President Dilma Rousseff, who aims to be re-elected in October, says that the FIFA World Cup, which is taking place in Brazil in June/July, should help boost the economy. She has a lot riding on the tournament whose last match will be played just three months before the general elections.
Will soccer decide Rousseff’s fate?
Football (soccer) and Brazil’s national identity go hand in hand. The World Cup’s success or failure could determine her political destiny.
Despite government spending on infrastructure and sports facility projects leading up to the world’s most viewed sporting event, low business investment combined with high inflation are taking their toll.
Business investment declined by 2.1% in Q1 2014, the largest fall in two years. Inflation in Latin America’s largest economy has stayed stubbornly at 6%.
In an effort to bring inflation down, the Banco Central do Brasil (Central Bank of Brazil) has kept its benchmark interest rate at 11%.
Protests against massive spending
Protests and strikes still abound across the country over how much the government has spent preparing for the World Cup. People say the $11 billion used up so far should have been destined for improving education, transport and health.

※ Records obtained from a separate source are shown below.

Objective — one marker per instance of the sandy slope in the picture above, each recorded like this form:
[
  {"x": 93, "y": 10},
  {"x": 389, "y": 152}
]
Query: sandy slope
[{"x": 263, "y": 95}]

In 2013, millions of people demonstrated in the streets during the Confederations Cup, the prelude to the World Cup.
Despite being a nation of football lovers, currently 66% of Brazilians believe the tournament will do more harm than good.
Since 2007, when Brazil was selected to host the World Cup and Luiz Lula da Silva was president of a booming economy, the country’s mood has changed. The event was expected to prolong the economic miracle by leaving a legacy of new roads, subways, airports and other much-needed infrastructure improvements.
Rousseff still relatively popular
Despite losing virtually all the momentum that pushed the Brazilian economy forward during the last decade, forty percent of Brazilians in May said they would vote for Ms. Rousseff, three percentage points more than in April.
However, her opponents are gaining ground. Aécio Neves, the Social Democrat Senator who was recently backed by retired footballer Ronaldo, saw his support rise by six percentage points in May to 20%, while Eduardo Campos, a Socialist, registered a five-percentage point gain to 11%.
(Source: Instituto Brasileiro de Geografia e Estatística IBGE)
Growing pessimism in Brazil
According to The Conference Board and the Fundação Getulio Vargas (FGV), Brazilian pessimism is growing as its Leading Economic Index slipped -0.4% in April, after falling during the previous four months.
Pessimism is increasing across Brazil in services, industry and among consumers, the report informed.
Paulo Picchetti, an Economist at FGV/IBRE, said: “A more favorable external scenario helped stock prices and the trade balance in April, but this modest improvement wasn’t enough to overcome the increasing pessimism of entrepreneurs from the industrial and services sectors, and of consumers facing inflationary pressure.”
“Overall, the LEI continues to suggest that Brazil’s bleak economic situation is unlikely to improve in the upcoming months.”